Although Buddhism teaches that Kamma is the chief cause of the inequalities in the world yet it does not teach fatalism or the doctrine of predestination, for it does not hold the view that everything is due to past actions. The law of cause and effect (Kamma) is only one of the twenty-four causes described in Buddhist philosophy, (See Compendium of Philosophy, P.191), or one of the five orders (Niyamas) which are laws in themselves and operate in the universe. They are:

1. Utu Niyama, physical inorganic order, e.g., seasonal phenomena of winds and rains.  The inerring order of seasons, characteristic seasonal changes and events, causes of winds and rains, nature of heat, etc., belong to this group.

2. Bija Niyama, order or germs and seeds (physical organic order) e.g., rice produced from rice seed, sugary taste from sugar cane or honey, peculiar characteristics of certain fruits, etc. The scientific theory of cells and genes and physical similarity of twins may be ascribed to this order.

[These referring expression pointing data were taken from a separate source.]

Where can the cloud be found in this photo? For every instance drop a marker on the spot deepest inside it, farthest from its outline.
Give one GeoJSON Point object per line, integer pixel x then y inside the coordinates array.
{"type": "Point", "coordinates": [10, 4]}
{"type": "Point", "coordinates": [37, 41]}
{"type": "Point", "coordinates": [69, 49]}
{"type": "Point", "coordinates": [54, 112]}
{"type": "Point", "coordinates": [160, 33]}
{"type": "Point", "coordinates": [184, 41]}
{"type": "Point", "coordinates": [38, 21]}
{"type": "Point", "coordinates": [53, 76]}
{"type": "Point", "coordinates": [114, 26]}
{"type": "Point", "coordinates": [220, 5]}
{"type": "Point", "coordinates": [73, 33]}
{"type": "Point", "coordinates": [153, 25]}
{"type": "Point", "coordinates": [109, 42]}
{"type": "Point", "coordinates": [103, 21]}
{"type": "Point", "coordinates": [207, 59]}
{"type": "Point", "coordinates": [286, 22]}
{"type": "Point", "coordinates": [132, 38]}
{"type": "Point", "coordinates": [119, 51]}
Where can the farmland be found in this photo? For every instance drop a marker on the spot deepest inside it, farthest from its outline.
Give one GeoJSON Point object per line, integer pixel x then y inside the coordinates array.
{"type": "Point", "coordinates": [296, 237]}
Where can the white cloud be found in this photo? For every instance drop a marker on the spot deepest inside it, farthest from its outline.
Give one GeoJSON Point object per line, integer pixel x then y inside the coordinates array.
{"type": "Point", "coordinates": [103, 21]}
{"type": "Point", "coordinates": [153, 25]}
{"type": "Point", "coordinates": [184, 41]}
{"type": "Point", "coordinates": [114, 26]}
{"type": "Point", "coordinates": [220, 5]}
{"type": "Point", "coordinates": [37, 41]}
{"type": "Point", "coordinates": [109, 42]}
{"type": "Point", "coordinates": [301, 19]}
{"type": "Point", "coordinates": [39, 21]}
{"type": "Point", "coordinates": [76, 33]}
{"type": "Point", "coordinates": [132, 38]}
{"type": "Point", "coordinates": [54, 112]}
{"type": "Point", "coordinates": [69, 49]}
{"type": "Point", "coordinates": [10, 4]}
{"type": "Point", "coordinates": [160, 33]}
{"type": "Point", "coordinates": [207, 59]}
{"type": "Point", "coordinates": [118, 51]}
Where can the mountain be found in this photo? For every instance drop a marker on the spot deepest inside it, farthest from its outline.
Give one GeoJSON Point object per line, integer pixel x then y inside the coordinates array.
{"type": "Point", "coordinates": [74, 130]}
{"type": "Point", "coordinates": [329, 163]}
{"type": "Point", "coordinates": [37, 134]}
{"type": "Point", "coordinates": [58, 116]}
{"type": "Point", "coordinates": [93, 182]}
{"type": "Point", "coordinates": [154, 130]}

3. Kamma Niyama, order of act and result, e.g., desirable and undesirable acts produce corresponding good and bad results. As surely as water seeks its own level so does Kamma, given opportunity, produces its inevitable result, not in the form of a reward or punishment but as an innate sequence. This sequence of deed and effect is as natural and necessary as the way of the moon and stars.

4. Dhamma Niyama, order of the norm, e.g., the natural phenomena occurring at the advent of a Bodhisatta in his last birth.  Gravitation and other similar laws of nature, the reason for being good and so forth may be included in this group.

5. Citta Niyama, order of mind or psychic law, e.g., processes of consciousness, arising and perishing of consciousness, constituents of consciousness, power of mind, telepathy, telesthesia, retrocognition, premonition, clairvoyance, clairaudience, thought-reading, all psychic phenomena which are inexplicable to modern science are included in this lass. 

Abhidhammavatara, Pg 54

These five orders embrace everything in the world and every mental or physical phenomenon could be explained by them. They being laws in themselves, require no lawgiver and Kamma as such is only one of them.